How will we identify new COVID variants in the future?

For this, a combination of different kinds of tests, surveys and monitoring is needed to remain on top of COVID and the governments continue to look out for new variants.

“PCR tests have been incredibly useful in tracking the emergence of variants" said Professor Wendy Barclay, Head of Infectious Diseases at Imperial College London

How PCR tests detect new COVID variants?  

When you have a PCR test, your sample goes through three separate PCR reactions in the lab - each looking for a different bit of COVID genetic make-up. For Omicron, one of the three reactions shows up negative. If a new variant has changes in their genetic makeup, the PCR test is able to show COVID is present and give an early indication that it’s different.

“Omicron was picked up in this way and its spread across the UK monitored via PCR tests," Barclay added.

What does Omicron tell us about the future of COVID?

As we learn more about Omicron, there may be changes in how we use vaccines and boosters to best protect the population. 

If Omicron causes a relatively mild infection in most people, especially those who have already had three or four doses of the current vaccines, it becomes important for us to better identify who needs boosters and updated vaccines.

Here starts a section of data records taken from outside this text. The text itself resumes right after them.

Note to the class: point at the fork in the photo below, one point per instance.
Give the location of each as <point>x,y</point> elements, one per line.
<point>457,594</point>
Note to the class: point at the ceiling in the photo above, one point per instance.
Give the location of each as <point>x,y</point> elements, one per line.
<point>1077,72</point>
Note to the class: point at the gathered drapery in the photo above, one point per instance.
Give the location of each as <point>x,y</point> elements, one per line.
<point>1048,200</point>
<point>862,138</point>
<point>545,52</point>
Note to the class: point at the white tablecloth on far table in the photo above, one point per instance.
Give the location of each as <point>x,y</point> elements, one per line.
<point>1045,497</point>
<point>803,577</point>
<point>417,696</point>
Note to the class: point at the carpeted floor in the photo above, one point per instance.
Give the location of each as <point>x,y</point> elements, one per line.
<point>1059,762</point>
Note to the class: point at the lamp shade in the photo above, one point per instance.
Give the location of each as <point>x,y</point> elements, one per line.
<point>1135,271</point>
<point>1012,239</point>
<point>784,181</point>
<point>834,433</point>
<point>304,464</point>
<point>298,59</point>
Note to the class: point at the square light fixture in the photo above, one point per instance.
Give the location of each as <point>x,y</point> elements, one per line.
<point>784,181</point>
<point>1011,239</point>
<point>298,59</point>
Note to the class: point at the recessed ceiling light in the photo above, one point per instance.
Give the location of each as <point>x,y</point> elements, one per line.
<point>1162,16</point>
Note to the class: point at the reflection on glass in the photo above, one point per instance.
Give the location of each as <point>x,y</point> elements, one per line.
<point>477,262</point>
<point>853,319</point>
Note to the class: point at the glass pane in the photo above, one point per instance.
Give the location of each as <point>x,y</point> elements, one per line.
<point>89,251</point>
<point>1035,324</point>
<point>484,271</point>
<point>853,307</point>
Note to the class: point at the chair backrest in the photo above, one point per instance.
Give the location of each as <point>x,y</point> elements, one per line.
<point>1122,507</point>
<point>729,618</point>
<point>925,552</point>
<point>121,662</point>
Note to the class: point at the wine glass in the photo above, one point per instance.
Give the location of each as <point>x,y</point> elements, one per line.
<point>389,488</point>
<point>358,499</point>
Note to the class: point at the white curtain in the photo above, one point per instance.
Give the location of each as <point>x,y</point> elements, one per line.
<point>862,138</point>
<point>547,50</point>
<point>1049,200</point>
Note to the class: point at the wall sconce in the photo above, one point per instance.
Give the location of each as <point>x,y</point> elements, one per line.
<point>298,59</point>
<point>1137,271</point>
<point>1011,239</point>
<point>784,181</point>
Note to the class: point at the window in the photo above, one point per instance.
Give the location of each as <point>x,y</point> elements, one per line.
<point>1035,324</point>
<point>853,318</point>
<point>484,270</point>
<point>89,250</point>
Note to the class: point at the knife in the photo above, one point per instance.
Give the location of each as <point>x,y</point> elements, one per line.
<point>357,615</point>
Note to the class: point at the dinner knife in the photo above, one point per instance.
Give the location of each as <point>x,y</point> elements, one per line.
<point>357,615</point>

“The next big discussions will be around where we go in terms of protecting future vulnerable people," said Barclay.

How virulent the next COVIvariant will be?

Several studies are still ongoing to explain how might the virus mutate next or whether the vaccines will work against it. 

“This won't be the last variant we see and we don’t know the characteristics of future ones", Barclay said. 

“But thanks to the great uptake of vaccines, we have a good level of base immunity among the public and there’s evidence that even for an antigenic escape (ability to escape our immune system) variant like Omicron being vaccinated reduces the risk of severe disease, hospitalisation and death."